Fonterra bid for National Foods
28 October 2004
Fonterra bid for National Foods shows company in ‘serious growth mode’
By Keith Woodford Professor of Agribusiness Lincoln University
The bid by Fonterra to purchase National Foods in Australia is the biggest strategic move in the New Zealand dairy industry since the formation of Fonterra itself.
The move signifies that Fonterra is very serious about developing the consumer products side of its business.
The bid price of $A1.62billion represents full pricing. This price has been judged necessary by Fonterra’s advisers to attract a sufficient number of the existing shareholders to sell.
Fonterra has a sufficiently strong balance sheet that it will be able to finance the purchase from borrowings. However, given a price to earnings ratio of 19:1, it is unlikely that in the short term the investment will return the cost of capital to Fonterra. Accordingly, Fonterra must be making the move because of the strategic opportunities it believes it offers as a platform into Asia. In the short term it is likely to cost farmers money.
National Foods has a strong stable of brands including Fruche, Yoplait, Yogo, Big M, Pura, Farmers Union, and Feel Good. However, some of these will be franchised brands and so Fonterra will not necessarily be getting international rights to all of them.
In recent years a number of prominent commentators have been urging Fonterra to move more decisively into the consumer products market. But making such a move is easier said than done. The opportunity to purchase National Foods is one of those opportunities that only comes up very occasionally.
Currently there is another proposal on the Board table at National Foods. This is to amalgamate with SPC Ardmona, which is a non-dairy company. Fonterra is not interested in SPC Ardmona.

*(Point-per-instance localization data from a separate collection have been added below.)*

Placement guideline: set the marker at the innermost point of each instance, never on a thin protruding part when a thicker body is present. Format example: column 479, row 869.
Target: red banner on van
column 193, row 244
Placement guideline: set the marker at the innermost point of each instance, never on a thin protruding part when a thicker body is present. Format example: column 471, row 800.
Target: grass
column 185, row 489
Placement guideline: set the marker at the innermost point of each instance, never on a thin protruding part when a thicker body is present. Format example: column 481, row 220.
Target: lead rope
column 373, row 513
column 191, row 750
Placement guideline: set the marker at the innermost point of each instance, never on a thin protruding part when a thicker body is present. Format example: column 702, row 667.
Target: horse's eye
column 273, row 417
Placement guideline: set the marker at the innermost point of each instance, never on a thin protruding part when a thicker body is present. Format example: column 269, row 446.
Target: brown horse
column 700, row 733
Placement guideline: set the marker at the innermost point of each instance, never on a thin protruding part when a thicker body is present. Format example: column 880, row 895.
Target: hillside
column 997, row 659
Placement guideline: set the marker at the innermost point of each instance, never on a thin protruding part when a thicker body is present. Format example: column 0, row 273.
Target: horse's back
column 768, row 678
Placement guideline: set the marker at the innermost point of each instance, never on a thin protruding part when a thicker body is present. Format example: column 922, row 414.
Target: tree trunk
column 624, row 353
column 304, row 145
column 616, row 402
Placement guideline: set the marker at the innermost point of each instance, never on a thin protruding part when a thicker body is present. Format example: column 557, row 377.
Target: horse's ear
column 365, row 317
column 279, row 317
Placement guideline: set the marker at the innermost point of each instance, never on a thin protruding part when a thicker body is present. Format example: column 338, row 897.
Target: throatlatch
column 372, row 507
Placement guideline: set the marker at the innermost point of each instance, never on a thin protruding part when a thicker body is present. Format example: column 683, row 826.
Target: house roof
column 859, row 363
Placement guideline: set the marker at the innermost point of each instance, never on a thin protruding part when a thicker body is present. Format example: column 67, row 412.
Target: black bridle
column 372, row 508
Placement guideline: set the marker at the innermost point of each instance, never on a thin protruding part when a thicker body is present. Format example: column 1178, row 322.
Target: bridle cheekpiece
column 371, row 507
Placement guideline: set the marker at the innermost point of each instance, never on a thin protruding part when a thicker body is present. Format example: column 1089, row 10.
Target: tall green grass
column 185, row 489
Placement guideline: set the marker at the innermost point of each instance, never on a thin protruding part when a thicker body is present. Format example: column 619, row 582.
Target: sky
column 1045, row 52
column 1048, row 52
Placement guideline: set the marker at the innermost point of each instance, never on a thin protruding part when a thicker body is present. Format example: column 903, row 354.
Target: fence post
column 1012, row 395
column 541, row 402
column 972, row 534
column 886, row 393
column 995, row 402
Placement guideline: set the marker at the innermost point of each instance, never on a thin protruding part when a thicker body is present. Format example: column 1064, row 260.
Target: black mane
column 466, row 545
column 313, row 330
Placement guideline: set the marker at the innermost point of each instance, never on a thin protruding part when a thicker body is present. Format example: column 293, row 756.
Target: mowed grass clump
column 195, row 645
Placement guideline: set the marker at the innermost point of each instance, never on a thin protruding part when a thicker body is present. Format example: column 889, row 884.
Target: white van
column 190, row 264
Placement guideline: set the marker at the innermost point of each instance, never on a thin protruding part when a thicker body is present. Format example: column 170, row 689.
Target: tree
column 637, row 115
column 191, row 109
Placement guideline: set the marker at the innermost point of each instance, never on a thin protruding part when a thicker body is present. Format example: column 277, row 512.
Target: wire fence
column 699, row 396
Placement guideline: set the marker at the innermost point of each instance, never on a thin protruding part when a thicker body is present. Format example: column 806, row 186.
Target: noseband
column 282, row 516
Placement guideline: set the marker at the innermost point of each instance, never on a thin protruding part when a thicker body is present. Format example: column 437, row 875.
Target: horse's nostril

Therefore for Fonterra it was a case of acting now or never.
If the purchase goes ahead it will undoubtedly cause New Zealand dairy farmers to focus more strongly on the question of what is the best long term capital structure for Fonterra. The proposed investment means that Fonterra is planning to go into serious growth mode. This means that farmers will be making ever larger investments beyond the farm gate, and that will create its own pressures and tensions.